She had turned to go, but at the word she came slowly back a pace
or two, smiling.

"What a strange beetle man you are!" she said softly. "I have no
other friends like you. You ARE a friend, aren't you, in your
queer way?" She did not wait for an answer, but went on: "You
don't come to see me when I ask you. You don't send me any word.
You make me feel that, compared to your concerns with beetles and
flies, I'm quite hopelessly unimportant. And yet here I find you
giving up your own pursuits and wasting your time to plan and
watch and think for us."

"For you," he corrected.

"For me," she accepted sweetly. "What an ungrateful little pig you
must think me! But truly inside I appreciate it and thank you, and
I think--I feel that perhaps it amounts to a lot more than I
know."

He made a gesture of negation.

"No great thing," he said. "But it's the best I can do, anyway. Do
you remember what the mediaeval mummer said, when he came bearing
his poor homage?"

"No. Tell it to me."

"It runs like this: 'Lady, who art nowise bitter to those who
serve you with a good intent, that which thy servant is, that he
is for you.'"

"Polly Brewster," said the girl to herself, as she walked, slowly
and musingly, back to her room, "the busy haunts of men are more
suited to your style than the free-and-untrammeled spaces of
nature, and well you know it. But you'll go to-morrow and you'll
keep on going until you find out what is behind those brown-green
goblin spectacles.
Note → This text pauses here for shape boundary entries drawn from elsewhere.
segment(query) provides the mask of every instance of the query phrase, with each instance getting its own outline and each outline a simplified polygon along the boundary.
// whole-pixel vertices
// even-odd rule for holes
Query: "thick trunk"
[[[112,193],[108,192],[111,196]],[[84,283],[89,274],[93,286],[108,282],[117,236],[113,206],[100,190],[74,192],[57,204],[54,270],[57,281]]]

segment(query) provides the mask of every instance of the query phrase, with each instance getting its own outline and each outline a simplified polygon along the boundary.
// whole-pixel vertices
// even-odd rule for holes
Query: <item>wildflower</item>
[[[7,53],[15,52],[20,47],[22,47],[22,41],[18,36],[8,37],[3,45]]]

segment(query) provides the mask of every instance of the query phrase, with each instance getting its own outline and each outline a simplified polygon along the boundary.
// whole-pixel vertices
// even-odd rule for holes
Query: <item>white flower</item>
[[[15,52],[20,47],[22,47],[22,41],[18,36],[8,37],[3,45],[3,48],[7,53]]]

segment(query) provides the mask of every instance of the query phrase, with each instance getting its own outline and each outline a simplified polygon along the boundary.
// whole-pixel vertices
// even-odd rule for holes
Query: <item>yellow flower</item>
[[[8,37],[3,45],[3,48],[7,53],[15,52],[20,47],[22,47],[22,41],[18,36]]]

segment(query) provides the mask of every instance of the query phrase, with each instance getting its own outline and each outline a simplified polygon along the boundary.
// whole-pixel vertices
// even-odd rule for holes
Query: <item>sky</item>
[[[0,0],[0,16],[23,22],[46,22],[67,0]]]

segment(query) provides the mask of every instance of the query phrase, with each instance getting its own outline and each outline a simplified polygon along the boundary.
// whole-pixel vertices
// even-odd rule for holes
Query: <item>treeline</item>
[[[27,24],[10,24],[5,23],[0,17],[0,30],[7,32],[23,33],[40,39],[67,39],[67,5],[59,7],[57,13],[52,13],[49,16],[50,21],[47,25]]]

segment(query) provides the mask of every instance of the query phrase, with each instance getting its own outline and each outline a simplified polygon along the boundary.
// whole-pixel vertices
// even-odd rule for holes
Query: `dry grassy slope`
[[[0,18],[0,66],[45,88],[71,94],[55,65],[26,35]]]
If only he didn't look so like a gnome!"

The clause conditional, introduced by the word "if," does not
always imply a conclusion, even in the mind of the propounder.
Miss Brewster would have been hard put to it to round out her
subjunctive.





VI

FORKED TONGUES


"Pooh!" said Thatcher Brewster.

Thatcher Brewster's "Pooh!" is generally recognized in the realm
of high finance as carrying weight. It is not derisive or
contemptuous; it is dismissive. The subject of it simply ceases to
exist. In the present instance, it was so mild as scarcely to stir
the smoke from his after-dinner cigar, yet it had all the intent,
if not the effect, of finality. The reason why it hadn't the
effect was that it was directed at Thatcher Brewster's daughter.

"Perhaps not quite so much 'Pooh!' as you think," was that
damsel's reception of the pregnant monosyllable.

"A bug-hunter from nowhere! Don't I know that type?" said the
magnate, who confounded all scientists with inventors, the
capital-seeking inventor being the bane and torment of his life.

"He knew about the Dutch blockade."

"Or pretended he did. I'm afraid my Pollipet has let herself
romanticize a little."

"Romanticize!" The girl laughed. "If you could see him, dad!
Romance and my poor little beetle man don't live in the same
world."

Out of the realm of memory, where the echoes come and go by no
known law, sounded his voice in her ear: "'That which thy servant
is, that he is for you.'" Dim doubt forthwith began to cloud the
bright certainty of Miss Brewster's verdict.

"If he's gone to all the trouble that I told you of, it must be
that he has some good reason for wanting to get us safely out,"
she argued to her father.

"Perhaps he feels that his peace of mind would be more assured if
you were in some other country," he teased. "No, my dear, I'm not
leaving a full-manned yacht in a foreign harbor and smuggling
myself out of a friendly country on the say-so of an unknown
adviser, whose chief ability seems to lie in the hundred-yard
dash."

"I think that's unfair and ungrateful. If a man with a sword--"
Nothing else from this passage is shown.